How Our Fight for 4 Species Helped Save the Sierra Nevada
A decades-long fight for four imperiled species — and an entire landscape — is nearly complete.
Deep in eastern California lies a glacier-carved landscape so lofty and vast it creates its own weather.
Each year, the Sierra Nevada mountains draw millions of people to hike among pale granite peaks, swim in alpine lakes, and stand among towering trees of pine, cedar, and fir. A global biodiversity hotspot that attracts researchers and wildlife enthusiasts alike, visitors to the Sierra might see black bears, mule deer, or even bighorn sheep, as well as many birds and amphibians.
Yet decades of mismanagement and abuse have exacted a heavy toll on the Sierra’s precious natural resources.
Beginning with the arrival of Europeans in the 1800s and accelerating rapidly after World War II, unrestricted development largely ruled the Sierra landscape. Loggers practiced a “cut and get out” mentality that left miles of tree stumps littering the west like wooden headstones; angler enthusiasts stocked the thousands of naturally fishless, high alpine lakes with ravenous trout that devoured native amphibian species; and ranchers allowed throngs of cattle to trample grasslands and riparian areas, muddying and polluting streams.
While government agencies like the U.S. Forest Service oversaw this destruction, scientists warned that these harmful practices threatened an ecological wonder that is home to hundreds of species and some of the largest trees in the world.
Conservationists knew they had to fundamentally change the way that people saw the Sierra. With the help of Earthjustice, a powerful legal tool called the Endangered Species Act (ESA), and the seeds of a strategy first planted in the Pacific Northwest, they created a plan to protect four key critters that would force the government to develop an ecosystem-based approach for an 11.5-million-acre expanse of land. They called these critters their “Sierra Species.”
Over the next few decades, the fight to get federal protections for the mountain yellow-legged frog, the Yosemite toad, the Pacific fisher, and the California spotted owl would change forest management in the Sierra forever. In 2024, this decades-long battle will come to a long-awaited end when the last of the four species, the California spotted owl, is expected to finally get Endangered Species Act protections.

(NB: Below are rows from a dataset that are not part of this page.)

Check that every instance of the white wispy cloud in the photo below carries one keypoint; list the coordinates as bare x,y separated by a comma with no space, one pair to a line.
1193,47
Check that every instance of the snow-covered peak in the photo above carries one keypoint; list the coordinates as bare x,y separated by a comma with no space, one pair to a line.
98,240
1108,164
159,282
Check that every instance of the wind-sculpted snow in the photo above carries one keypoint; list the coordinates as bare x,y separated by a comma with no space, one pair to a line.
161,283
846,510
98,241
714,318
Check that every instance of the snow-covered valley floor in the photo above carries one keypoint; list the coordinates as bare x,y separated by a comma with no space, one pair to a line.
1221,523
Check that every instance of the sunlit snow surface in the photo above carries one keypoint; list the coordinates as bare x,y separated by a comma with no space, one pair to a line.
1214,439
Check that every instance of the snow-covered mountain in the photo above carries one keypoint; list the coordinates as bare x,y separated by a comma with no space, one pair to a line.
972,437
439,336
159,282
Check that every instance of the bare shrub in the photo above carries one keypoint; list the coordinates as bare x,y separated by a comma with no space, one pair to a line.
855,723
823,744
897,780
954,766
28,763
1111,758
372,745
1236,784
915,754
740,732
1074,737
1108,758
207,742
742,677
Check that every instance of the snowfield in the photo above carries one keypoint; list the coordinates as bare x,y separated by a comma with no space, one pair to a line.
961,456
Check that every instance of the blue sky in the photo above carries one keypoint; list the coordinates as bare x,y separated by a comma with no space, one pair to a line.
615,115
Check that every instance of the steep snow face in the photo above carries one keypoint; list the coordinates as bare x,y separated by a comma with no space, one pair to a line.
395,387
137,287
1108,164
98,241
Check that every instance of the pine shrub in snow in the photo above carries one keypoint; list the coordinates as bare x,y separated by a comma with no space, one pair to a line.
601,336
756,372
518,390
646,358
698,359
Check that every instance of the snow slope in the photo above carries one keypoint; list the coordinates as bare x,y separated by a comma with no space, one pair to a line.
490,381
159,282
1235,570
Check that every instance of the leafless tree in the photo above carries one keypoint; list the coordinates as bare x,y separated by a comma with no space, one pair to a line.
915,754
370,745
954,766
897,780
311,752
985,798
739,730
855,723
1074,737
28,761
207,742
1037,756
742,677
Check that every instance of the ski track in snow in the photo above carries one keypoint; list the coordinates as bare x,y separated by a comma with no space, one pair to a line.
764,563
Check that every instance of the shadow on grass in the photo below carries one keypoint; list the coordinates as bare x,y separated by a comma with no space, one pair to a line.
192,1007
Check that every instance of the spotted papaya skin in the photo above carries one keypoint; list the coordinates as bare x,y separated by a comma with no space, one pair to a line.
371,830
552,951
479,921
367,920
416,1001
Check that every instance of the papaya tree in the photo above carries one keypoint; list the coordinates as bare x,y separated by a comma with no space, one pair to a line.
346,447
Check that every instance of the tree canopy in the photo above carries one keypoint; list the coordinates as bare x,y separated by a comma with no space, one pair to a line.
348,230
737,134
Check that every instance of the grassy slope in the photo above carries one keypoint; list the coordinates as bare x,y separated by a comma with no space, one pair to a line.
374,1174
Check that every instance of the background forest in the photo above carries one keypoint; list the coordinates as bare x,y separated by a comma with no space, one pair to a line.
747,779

In the late 1980s, Craig Thomas could see the destruction of the Sierra firsthand through countless road trips and aerial flyovers across the landscape.
“We were liquidating old-growth forests as fast as we could,” says Thomas. “We nearly whacked them all.”
Thomas, at the time the conservation director of Sierra Forest Legacy, decided to join up with Noah Greenwald at the Center for Biological Diversity, which had been using the Endangered Species Act to force the government to protect imperiled species and the ecosystems they depend upon.
Passed in 1973, the Endangered Species Act is a powerful environmental law that establishes a fundamental right to exist for the animal and plant species with which we share our planet. Today, more than 99% of species listed under the act have avoided extinction.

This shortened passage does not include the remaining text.